Posted - 29 Mar 2017 :  00:52:34  Show Profile Send sleyvas a Private Message  Reply with Quote
quote:
Originally posted by Markustay

You could always use Evermeet.

Suppose this 'Northmen' culture came from northern Anchorômé (be it the large continent, or just the massive, wide-spread archipelago Eskember is a part of), and they sailed east and perhaps somewhat south - they run itno the bizarre weather patterns and 'magical chaos' that surrounds Evermeet. *Bing Bang Boom* they find themselves FAR to the south and east, in the vicinity of The Moonshaes (just looking at the maps, perhaps around the Wave Rocks would be best, which are between Ruathym and The Moonshaes, but somewhat west of them). From that point they spread outward, from whatever coasts they landed on. To the perception of the folks in Faerûn, they would have indeed 'come from the south'.

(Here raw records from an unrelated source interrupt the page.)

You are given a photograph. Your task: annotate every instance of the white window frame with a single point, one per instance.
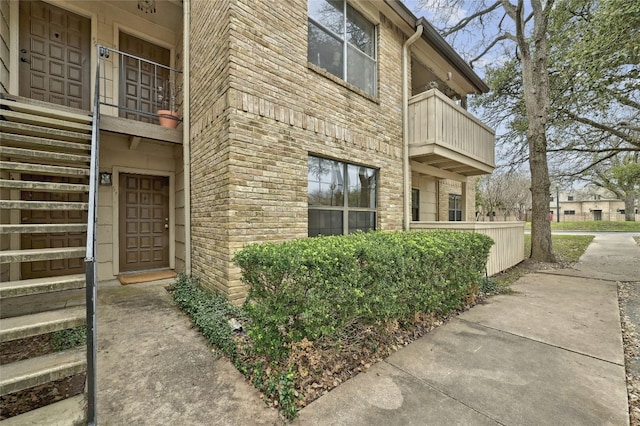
(346, 44)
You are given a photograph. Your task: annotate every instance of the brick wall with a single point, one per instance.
(250, 148)
(209, 141)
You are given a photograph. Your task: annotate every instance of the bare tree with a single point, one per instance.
(506, 191)
(523, 30)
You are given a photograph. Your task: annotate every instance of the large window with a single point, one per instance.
(338, 32)
(341, 196)
(455, 207)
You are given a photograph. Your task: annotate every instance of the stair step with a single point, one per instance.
(43, 186)
(41, 323)
(42, 205)
(41, 285)
(43, 143)
(68, 412)
(32, 255)
(43, 369)
(43, 155)
(8, 127)
(39, 120)
(42, 228)
(43, 169)
(46, 111)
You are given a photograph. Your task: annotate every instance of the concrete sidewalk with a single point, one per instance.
(549, 354)
(155, 369)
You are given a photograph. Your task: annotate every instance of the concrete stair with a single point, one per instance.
(68, 412)
(36, 371)
(40, 285)
(45, 149)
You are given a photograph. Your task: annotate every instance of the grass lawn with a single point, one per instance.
(593, 226)
(568, 248)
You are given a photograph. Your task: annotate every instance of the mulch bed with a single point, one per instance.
(29, 399)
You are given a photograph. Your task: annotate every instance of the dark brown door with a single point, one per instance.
(59, 267)
(55, 55)
(144, 86)
(144, 222)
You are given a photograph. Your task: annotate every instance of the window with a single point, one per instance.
(331, 212)
(415, 204)
(455, 207)
(337, 31)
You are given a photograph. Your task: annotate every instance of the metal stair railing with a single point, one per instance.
(90, 257)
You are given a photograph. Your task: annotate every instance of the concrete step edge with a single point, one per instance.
(48, 155)
(15, 328)
(45, 112)
(68, 412)
(41, 142)
(43, 169)
(19, 288)
(36, 371)
(42, 205)
(32, 255)
(43, 186)
(42, 228)
(32, 130)
(43, 121)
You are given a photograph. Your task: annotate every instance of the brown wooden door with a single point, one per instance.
(141, 83)
(144, 222)
(55, 55)
(59, 267)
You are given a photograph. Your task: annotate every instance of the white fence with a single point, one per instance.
(508, 237)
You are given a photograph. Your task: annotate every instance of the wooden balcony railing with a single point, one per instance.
(446, 136)
(508, 237)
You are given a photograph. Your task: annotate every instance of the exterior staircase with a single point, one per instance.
(45, 155)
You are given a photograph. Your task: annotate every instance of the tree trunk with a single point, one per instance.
(629, 208)
(535, 84)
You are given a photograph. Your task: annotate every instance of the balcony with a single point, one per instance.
(446, 136)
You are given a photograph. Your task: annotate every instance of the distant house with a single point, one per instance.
(588, 203)
(290, 119)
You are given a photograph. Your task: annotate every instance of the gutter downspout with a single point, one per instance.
(186, 131)
(405, 126)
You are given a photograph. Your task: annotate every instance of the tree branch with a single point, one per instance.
(624, 136)
(464, 22)
(505, 36)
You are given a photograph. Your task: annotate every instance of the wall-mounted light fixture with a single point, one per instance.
(105, 179)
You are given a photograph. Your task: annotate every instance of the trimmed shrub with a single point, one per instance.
(314, 287)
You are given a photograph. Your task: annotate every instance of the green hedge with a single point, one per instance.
(314, 287)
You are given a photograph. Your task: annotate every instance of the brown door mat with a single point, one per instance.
(145, 277)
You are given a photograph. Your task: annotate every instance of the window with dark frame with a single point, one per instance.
(455, 207)
(342, 197)
(338, 32)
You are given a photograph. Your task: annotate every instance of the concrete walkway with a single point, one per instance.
(155, 369)
(550, 354)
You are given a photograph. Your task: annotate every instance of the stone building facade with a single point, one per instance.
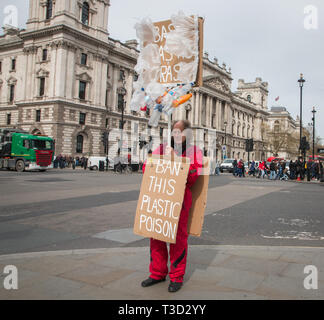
(283, 133)
(63, 76)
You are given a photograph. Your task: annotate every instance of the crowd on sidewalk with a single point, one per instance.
(62, 162)
(277, 169)
(280, 169)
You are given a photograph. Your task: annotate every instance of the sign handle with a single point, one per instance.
(169, 130)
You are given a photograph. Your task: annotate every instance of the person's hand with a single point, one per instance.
(169, 151)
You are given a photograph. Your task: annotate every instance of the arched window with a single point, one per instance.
(49, 9)
(276, 126)
(85, 13)
(79, 148)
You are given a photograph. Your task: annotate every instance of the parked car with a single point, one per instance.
(226, 165)
(93, 162)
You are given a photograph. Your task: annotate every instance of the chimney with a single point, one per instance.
(132, 43)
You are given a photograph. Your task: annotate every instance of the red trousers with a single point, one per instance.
(178, 251)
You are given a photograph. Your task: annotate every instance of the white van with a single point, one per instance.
(93, 163)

This exact same explanation could be used for the Utter East kingdom of Konigheim, if we say they wound-up even further south, off the coast of Chult, with most of them sailing north trying to find their 'cold homeland', but others sailing east looking for new places to settle (and eventually winding up in the Utter east). Of course, thats still WAAAAY too far to sail (blindly), in both directions, so maybe not. Near the Moonsahes is best, and then just have a portal dump some near the utter east at some point (I came up with one theory in my Candlekeep Compendium article, and I believe Brian James did a more normal version in his first 4e article on the Moonshaes, and while both are a bit over-the-top, even in the RW I would go with 'portals' over "they decided to go and explore and settle someplace insanely far away for no particular reason"... but thats just me).

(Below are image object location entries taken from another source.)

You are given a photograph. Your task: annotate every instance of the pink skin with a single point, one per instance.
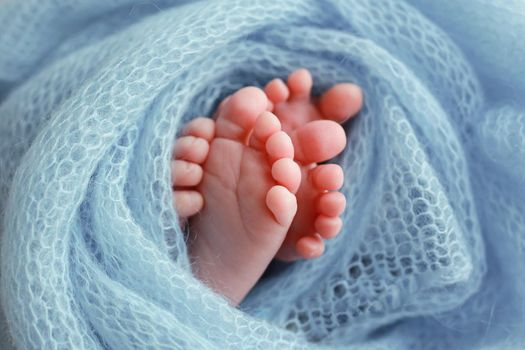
(238, 174)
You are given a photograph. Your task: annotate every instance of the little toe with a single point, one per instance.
(327, 177)
(328, 226)
(200, 127)
(279, 145)
(331, 204)
(184, 173)
(187, 203)
(191, 148)
(286, 172)
(266, 125)
(318, 141)
(341, 102)
(310, 247)
(277, 91)
(300, 84)
(282, 204)
(237, 118)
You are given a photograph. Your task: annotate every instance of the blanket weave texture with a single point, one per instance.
(93, 93)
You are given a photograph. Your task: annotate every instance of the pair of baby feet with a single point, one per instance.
(250, 184)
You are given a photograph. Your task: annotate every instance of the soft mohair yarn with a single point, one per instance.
(432, 255)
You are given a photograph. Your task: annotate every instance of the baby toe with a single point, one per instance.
(282, 204)
(327, 177)
(277, 91)
(192, 149)
(331, 204)
(237, 118)
(300, 83)
(310, 247)
(184, 173)
(327, 226)
(318, 141)
(341, 102)
(286, 172)
(279, 145)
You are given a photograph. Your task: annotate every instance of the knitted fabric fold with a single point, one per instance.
(93, 93)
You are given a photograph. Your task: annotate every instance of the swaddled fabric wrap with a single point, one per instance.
(432, 253)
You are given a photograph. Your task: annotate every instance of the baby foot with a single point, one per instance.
(248, 183)
(317, 137)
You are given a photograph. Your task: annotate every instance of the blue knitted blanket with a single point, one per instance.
(93, 92)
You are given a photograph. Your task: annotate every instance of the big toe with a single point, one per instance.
(318, 141)
(237, 117)
(341, 102)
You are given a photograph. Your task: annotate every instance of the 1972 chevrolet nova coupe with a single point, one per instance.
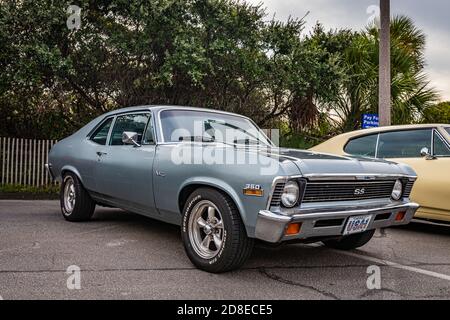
(219, 177)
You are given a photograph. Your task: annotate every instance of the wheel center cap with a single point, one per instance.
(207, 229)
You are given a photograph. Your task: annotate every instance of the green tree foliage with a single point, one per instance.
(411, 94)
(208, 53)
(439, 113)
(221, 54)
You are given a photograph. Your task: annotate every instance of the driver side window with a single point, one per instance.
(129, 122)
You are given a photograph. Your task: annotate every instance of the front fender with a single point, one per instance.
(221, 185)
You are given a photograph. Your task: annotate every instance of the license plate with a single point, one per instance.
(357, 224)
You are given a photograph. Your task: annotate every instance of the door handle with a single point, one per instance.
(160, 173)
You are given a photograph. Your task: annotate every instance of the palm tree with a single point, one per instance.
(410, 91)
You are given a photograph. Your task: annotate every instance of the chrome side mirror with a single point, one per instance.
(129, 137)
(425, 152)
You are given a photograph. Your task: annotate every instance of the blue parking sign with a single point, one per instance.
(370, 121)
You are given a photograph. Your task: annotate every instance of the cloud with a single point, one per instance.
(430, 16)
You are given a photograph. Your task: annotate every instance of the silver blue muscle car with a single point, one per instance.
(225, 183)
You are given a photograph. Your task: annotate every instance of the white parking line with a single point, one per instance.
(396, 265)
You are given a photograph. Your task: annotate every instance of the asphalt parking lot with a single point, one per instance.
(126, 256)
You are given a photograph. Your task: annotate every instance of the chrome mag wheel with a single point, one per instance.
(69, 195)
(205, 229)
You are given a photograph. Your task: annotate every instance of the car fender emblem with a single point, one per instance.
(251, 189)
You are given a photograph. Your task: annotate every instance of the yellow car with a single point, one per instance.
(426, 148)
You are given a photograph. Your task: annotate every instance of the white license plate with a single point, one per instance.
(357, 224)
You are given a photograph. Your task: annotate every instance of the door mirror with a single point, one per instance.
(425, 152)
(129, 137)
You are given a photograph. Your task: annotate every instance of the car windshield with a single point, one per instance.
(192, 125)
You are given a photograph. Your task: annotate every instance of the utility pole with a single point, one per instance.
(384, 98)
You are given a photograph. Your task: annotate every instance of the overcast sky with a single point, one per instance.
(432, 16)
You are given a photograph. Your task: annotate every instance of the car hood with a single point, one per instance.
(320, 163)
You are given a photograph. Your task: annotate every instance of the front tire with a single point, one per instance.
(350, 242)
(212, 231)
(76, 203)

And now you are forcing me (at gunpoint LOL) to modify the FRIA map I posted to include Ed's islands (version of Anchorômé), and then show a 'northmen migration' using arrows, like in old history books. Yeah... that would be sweeeeeeeet.

Its dadime (Dad's anime) time with my boys, so I'm off, but when I wake up tomorrow I shall attack this problem with much gusto... and coffee. LOTS of coffee.





I'm favored of your idea of the Anchorome idea, along with the idea of "Aurune" and the other large island near it. In fact, I'd probably throw a bunch of small islands between Aurune and the other large islands and thus making the use of longships as much more important. I'd even have it be multiple separate cultures of Northmen between Anchorome, Aurune, and that other island. Probably different pantheons too. Personally, if I were to use Aurune I'd also have some reason to have Aurune and that other island not be absolutely frozen (as in the north pole is actually even higher than we all think, and there actually being something to the idea of Ulutiu causing the great ice sea to extend as far south as it does)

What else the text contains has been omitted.